Last summer my play, The Midnight Ride of Sean & Lucy, was going to have a staged reading in Portland, Maine. For obvious reasons that never happened but as reentry looms the reading is now set for July, 31st and it will be the first time I’ve done live theatre since I heard my play Dixieland out loud in February, 2020. I was concerned that maybe Midnight Ride wouldn’t work well anymore since we’ve all experienced so much loss, and as many of you know I write a lot about grief and connection over loss. The director, Gavin Witt, suggested I dust it off and listen to the play now with a fresh perspective. So, I called up a couple trusting friends, and we put together a reading over zoom last Wednesday. It’s been a gift to be able to stay connected through technology, and while personally I haven’t leaned into the zoom theatre phenomena, I was so grateful that trusted collaborators were able to gather quickly so I could hear this old piece.

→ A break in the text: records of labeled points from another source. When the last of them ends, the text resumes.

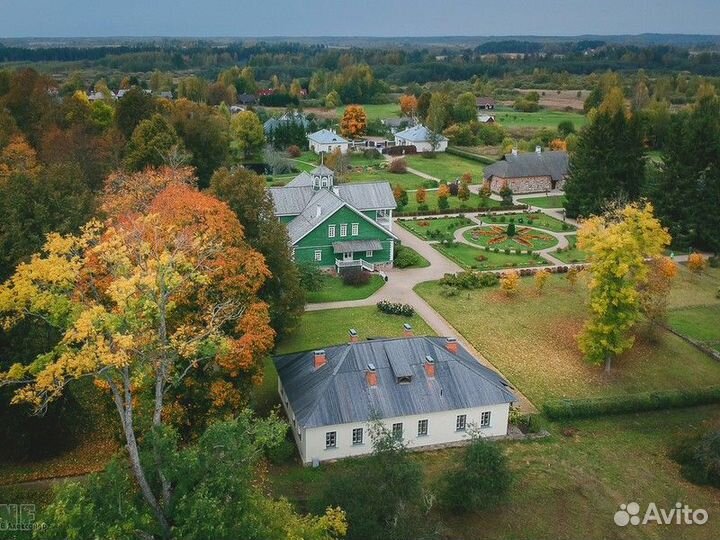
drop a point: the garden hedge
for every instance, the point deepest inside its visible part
(645, 401)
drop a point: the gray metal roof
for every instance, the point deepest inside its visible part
(356, 245)
(325, 136)
(418, 133)
(553, 164)
(368, 195)
(338, 393)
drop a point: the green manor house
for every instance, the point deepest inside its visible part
(337, 226)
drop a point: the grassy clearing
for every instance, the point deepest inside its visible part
(334, 290)
(446, 166)
(550, 201)
(531, 338)
(565, 487)
(429, 228)
(539, 240)
(534, 219)
(571, 254)
(472, 258)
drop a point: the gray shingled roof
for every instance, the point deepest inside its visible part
(325, 136)
(418, 133)
(553, 164)
(356, 245)
(338, 393)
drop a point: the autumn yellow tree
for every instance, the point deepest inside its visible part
(408, 105)
(354, 121)
(141, 302)
(618, 244)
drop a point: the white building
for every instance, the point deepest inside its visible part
(420, 137)
(327, 141)
(427, 390)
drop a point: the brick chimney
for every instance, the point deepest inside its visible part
(371, 375)
(430, 367)
(319, 359)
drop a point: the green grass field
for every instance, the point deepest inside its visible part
(510, 118)
(446, 166)
(539, 220)
(334, 290)
(428, 228)
(472, 258)
(539, 240)
(571, 254)
(532, 339)
(551, 201)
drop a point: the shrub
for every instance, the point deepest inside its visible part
(480, 481)
(392, 308)
(355, 277)
(646, 401)
(398, 166)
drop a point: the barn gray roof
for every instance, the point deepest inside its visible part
(553, 164)
(338, 393)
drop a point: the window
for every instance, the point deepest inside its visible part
(331, 439)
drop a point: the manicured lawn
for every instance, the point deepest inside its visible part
(509, 118)
(334, 290)
(551, 201)
(473, 258)
(430, 228)
(564, 487)
(491, 237)
(539, 220)
(455, 204)
(571, 254)
(531, 338)
(446, 166)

I started writing Midnight Ride a couple years after the Boston Marathon bombing after I pitched the idea to Jill Rafson at Roundabout Theatre. Roundabout included it in its 2015 underground reading series and Elisabeth Moss and Bryce Pinkham were cast. They had been doing The Heidi Chronicles at the time, and they both were in town, it was a two hander, and the stars aligned. It was one of my first professional readings after graduate school and to say I was intimidated by the cast is an understatement but it was also thrilling. Elizabeth Moss even played my guitar and was really wonderful to work with.

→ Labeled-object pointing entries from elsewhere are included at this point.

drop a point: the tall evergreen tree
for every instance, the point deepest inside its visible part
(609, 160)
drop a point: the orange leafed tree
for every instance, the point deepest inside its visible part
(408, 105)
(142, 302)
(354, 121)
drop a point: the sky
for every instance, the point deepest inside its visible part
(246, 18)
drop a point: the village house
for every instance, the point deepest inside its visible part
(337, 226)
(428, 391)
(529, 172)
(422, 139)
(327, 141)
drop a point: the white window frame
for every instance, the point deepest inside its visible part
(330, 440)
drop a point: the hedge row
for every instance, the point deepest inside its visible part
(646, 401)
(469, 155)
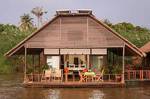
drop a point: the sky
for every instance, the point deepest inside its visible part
(133, 11)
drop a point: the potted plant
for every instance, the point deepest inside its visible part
(117, 70)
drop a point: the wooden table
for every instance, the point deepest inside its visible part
(89, 76)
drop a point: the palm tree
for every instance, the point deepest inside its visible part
(26, 22)
(38, 12)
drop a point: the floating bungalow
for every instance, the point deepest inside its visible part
(75, 49)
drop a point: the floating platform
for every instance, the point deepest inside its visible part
(74, 85)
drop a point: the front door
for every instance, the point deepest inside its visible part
(53, 62)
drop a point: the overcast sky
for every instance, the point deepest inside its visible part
(134, 11)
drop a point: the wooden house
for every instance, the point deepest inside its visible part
(74, 42)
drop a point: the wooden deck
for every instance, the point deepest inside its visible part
(74, 84)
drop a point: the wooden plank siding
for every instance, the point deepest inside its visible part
(74, 32)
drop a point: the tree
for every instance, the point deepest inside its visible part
(38, 12)
(26, 23)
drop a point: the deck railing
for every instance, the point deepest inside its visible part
(137, 74)
(39, 78)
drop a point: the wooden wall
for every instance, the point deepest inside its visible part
(74, 32)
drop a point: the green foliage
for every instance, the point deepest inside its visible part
(135, 34)
(10, 35)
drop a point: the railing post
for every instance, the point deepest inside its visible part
(25, 64)
(123, 55)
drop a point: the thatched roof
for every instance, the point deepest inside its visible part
(129, 45)
(146, 48)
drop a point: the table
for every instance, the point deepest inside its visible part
(89, 76)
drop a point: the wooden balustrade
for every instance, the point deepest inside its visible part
(137, 74)
(105, 78)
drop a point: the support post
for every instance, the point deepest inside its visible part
(25, 65)
(123, 63)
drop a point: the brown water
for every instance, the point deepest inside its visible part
(11, 88)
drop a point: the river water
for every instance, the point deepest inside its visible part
(11, 88)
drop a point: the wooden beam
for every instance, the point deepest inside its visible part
(123, 64)
(25, 64)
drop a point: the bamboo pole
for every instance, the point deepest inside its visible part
(123, 63)
(25, 64)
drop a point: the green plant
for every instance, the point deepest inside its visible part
(117, 69)
(30, 70)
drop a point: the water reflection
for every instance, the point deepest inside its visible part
(11, 88)
(97, 94)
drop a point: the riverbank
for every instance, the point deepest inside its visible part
(11, 88)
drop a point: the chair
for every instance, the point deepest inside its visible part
(99, 77)
(82, 77)
(57, 75)
(46, 76)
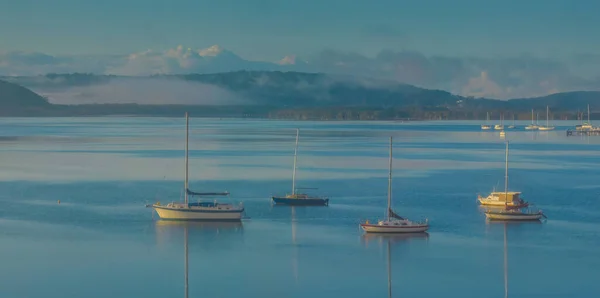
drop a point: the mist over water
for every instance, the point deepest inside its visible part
(100, 241)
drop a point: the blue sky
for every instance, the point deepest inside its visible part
(270, 29)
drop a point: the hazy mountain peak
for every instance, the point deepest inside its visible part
(212, 51)
(287, 60)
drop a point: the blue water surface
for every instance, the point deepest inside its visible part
(101, 241)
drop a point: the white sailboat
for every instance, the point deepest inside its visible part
(198, 210)
(393, 222)
(513, 125)
(512, 212)
(532, 126)
(295, 198)
(547, 127)
(486, 126)
(501, 125)
(585, 125)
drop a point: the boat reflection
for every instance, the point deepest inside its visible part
(389, 240)
(294, 246)
(393, 238)
(168, 231)
(505, 225)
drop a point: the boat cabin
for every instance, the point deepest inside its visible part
(511, 196)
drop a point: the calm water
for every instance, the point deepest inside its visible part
(100, 241)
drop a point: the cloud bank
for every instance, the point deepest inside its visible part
(495, 77)
(143, 91)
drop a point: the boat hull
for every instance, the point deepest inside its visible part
(513, 216)
(198, 214)
(498, 203)
(300, 202)
(369, 228)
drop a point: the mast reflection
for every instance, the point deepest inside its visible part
(389, 240)
(167, 231)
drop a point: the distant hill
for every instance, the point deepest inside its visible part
(291, 95)
(14, 97)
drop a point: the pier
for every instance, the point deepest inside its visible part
(587, 132)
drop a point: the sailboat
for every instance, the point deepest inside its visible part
(547, 127)
(501, 125)
(511, 212)
(198, 210)
(505, 263)
(532, 126)
(486, 126)
(393, 222)
(513, 125)
(585, 125)
(296, 198)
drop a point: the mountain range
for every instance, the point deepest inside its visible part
(255, 92)
(493, 77)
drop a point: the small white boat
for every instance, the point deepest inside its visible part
(515, 212)
(393, 222)
(501, 199)
(531, 126)
(507, 214)
(585, 125)
(296, 198)
(486, 126)
(513, 125)
(547, 127)
(501, 125)
(198, 210)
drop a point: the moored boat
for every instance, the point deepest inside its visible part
(515, 212)
(393, 222)
(295, 198)
(212, 211)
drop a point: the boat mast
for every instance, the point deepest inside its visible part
(506, 178)
(186, 155)
(589, 114)
(389, 271)
(295, 159)
(505, 264)
(390, 183)
(531, 116)
(186, 260)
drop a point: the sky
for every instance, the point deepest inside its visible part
(492, 48)
(271, 29)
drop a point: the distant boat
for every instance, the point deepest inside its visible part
(501, 125)
(296, 198)
(585, 125)
(198, 210)
(393, 222)
(532, 126)
(513, 125)
(547, 127)
(486, 126)
(514, 212)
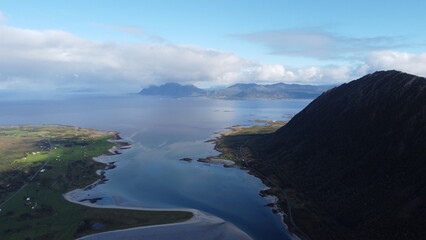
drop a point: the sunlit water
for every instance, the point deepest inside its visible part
(161, 131)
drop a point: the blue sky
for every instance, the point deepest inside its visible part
(207, 43)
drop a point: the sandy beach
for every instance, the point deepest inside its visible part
(200, 226)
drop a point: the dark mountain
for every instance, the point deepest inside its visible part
(239, 91)
(358, 154)
(174, 90)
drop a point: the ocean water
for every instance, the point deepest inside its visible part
(161, 131)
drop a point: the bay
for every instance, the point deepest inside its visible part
(161, 131)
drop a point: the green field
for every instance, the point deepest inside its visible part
(50, 160)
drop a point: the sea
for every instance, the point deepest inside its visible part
(161, 131)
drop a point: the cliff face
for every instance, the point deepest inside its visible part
(359, 153)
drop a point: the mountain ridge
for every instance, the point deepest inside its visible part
(358, 152)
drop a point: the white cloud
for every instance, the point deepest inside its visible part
(31, 59)
(318, 44)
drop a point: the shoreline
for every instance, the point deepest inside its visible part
(197, 223)
(242, 163)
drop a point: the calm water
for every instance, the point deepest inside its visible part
(161, 132)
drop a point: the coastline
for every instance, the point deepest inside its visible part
(241, 160)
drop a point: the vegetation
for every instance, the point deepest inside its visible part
(353, 161)
(49, 161)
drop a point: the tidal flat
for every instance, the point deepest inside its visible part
(39, 163)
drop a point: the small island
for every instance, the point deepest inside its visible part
(39, 164)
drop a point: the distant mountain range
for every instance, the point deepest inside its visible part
(356, 155)
(239, 91)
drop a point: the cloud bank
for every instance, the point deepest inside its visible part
(318, 44)
(50, 60)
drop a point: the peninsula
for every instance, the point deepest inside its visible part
(38, 164)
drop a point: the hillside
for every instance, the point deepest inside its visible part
(239, 91)
(356, 156)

When the reading was over, with no immediate production on the horizon, I put it up on the shelf. It has stayed there until last week when I realized, with the help of Gavin, that it is more relevant now than ever. Sean and Lucy are strangers who find themselves waking up after a one-night stand to a shelter in place order. They cannot leave Sean’s Belmont home which is absolutely unheard of at the time. The play deals with different degrees of intimacy and Sean and Lucy ultimately find peace in their connection over loss; a connection we have all shared to varying degrees over this last year.
I’m looking forward to bringing this play back into the world and hope that we all continue to care for one another. This year has been traumatic for everyone and we need each other to continue to move forward. While we do move forward may we never forget those we lost, but live brightly in their honor. I’m grateful to have a chance to see my work come alive again and that I have people in my life, like Gavin, who help me see the importance in my own work.